There are material issues of fact remaining to be resolved. This Court has concluded that Nikko has a perfected security interest in any inventory covered by the Security Agreement, which was transferred from Rosinsky to the Corporation or the identifiable proceeds thereof. Section 109A — 9-306(2) of the Ga.Code Ann. (1962). In order for Nikko to prevail in this case, it must be established that the repossessed property was either property transferred from Rosinsky to the Corporation or identifiable proceeds thereof. The record is inconclusive with regard to this fact. Rosin-sky maintains that he was never in possession of the repossessed property. Nikko has asserted in its brief that the Corporation acquired the inventory of the proprietorship. On the basis of the evidence in this case, the Court cannot conclude as a matter of law that the inventory repossessed by Nikko was either inventory transferred from the proprietorship to the Corporation or the identifiable proceeds thereof.

This Court has concluded that the Security Agreement between Nikko and Rosinsky is not binding on the Corporation. Therefore any Nikko inventory not acquired by the Corporation from the proprietorship is not subject to Nikko’s security *589interest. To the extent that the inventory is not collateral transferred from Rosinsky to the Corporation or identifiable proceeds thereof, the repossession may constitute a preferential transfer within the meaning of Section 60(a)(1) of the Bankruptcy Act, 11 U.S.C. 96(a)(1), and the Trustee may have a right to avoid this transaction under Section 60(b) of the Bankruptcy Act, 11 U.S.C. § 96(b). However, this Court is without sufficient evidence to conclude as a matter of law that a preferential transfer has occurred.

CONCLUSIONS OF LAW

(1) Nikko and Rosinsky’s sole proprietorship entered into a valid Security Agreement. The security interest created by said Security Agreement was duly perfected by the filing of a UCC-1 Financing Statement in the Superior Court of Fulton County.

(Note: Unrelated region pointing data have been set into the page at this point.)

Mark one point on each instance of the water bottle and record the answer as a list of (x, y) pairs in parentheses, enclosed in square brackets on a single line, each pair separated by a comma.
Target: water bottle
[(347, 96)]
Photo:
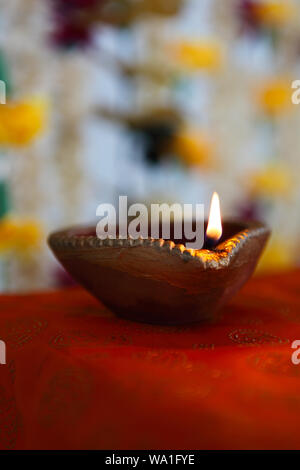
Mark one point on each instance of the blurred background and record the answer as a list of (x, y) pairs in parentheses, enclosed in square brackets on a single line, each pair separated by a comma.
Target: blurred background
[(159, 100)]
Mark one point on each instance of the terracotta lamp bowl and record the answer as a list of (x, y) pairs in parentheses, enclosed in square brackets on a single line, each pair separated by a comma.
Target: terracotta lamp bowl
[(158, 281)]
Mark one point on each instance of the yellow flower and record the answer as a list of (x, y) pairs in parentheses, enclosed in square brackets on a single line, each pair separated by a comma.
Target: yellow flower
[(198, 54), (275, 97), (28, 236), (278, 256), (272, 181), (273, 12), (19, 236), (21, 122), (8, 230), (194, 148)]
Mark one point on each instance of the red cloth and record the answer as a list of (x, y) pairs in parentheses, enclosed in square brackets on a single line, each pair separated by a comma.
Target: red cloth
[(77, 377)]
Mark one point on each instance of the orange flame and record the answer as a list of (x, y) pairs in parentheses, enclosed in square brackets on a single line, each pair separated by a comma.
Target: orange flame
[(214, 227)]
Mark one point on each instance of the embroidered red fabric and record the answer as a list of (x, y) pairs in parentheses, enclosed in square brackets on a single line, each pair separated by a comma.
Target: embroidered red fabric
[(77, 377)]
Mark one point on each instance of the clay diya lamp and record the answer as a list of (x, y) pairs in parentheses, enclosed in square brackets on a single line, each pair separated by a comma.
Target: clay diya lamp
[(160, 280)]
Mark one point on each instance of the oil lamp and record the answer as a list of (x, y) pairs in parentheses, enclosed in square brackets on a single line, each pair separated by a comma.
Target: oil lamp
[(160, 280)]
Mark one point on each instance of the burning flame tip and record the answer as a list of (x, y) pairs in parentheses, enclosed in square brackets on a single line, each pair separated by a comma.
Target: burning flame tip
[(214, 227)]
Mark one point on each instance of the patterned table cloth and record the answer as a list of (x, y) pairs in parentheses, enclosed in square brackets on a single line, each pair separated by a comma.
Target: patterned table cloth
[(77, 377)]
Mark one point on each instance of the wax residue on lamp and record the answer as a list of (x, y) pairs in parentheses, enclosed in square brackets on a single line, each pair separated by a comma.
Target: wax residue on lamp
[(214, 226)]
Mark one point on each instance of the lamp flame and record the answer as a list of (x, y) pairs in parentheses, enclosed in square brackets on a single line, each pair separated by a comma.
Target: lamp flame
[(214, 226)]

(2) Rosinsky’s sole proprietorship, Environmental Electronic Systems was incorporated in accordance with Georgia law. The new Corporation never assumed the debts or contract obligations of the former sole proprietorship by executing a writing providing for such assumption and signed by an authorized agent of the corporation. Therefore the Security Agreement entered into by Rosinsky and Nikko is not binding on the Corporation.

(3) The Security Agreement expressly provided that the collateral covered by the Security Agreement could not be transferred by the debtor unless such transfer was consented to in writing by the secured party. Nikko never consented in writing to any transfer of collateral from Rosinsky’s sole proprietorship to the Corporation. Therefore any transfer of collateral from the sole proprietorship to the Corporation was not authorized by Nikko.

(4) As Nikko did not authorize any transfer of collateral from the sole proprietorship to the Corporation, Nikko still has a perfected security interest in any collateral so transferred or identifiable proceeds thereof under § 109A-9-306(2) of the Ga. Code Ann. (1962).

(5) Because the Security Agreement is not binding on the Corporation, the repossession by Nikko of any Nikko inventory which did not consist of inventory transferred to the Corporation by the sole proprietorship or identifiable proceeds thereof may constitute a preferential transfer under Section 60(a) of the Bankruptcy Act, 11 U.S.C. § 96(a).

(6)The following issues of material fact remain to be resolved:

(a) Did the Nikko inventory repossessed by Nikko in February of 1979 consist of inventory which had been transferred by the sole proprietorship to the Corporation or identifiable proceeds thereof?

(b) Do the elements of preference exist with regard to the repossession of any Nik-ko inventory by Nikko which was not inventory transferred by the sole proprietorship to the Corporation or identifiable proceeds thereof?

As this Court has determined that there are genuine issues of material fact which remain to be decided, it is hereby

ORDERED that the “Motion for Summary Judgment” filed by the Trustee in bankruptcy be and same is hereby denied;

It is further ORDERED that the “Cross Motion for Summary Judgment” filed by Nikko be and same is hereby denied.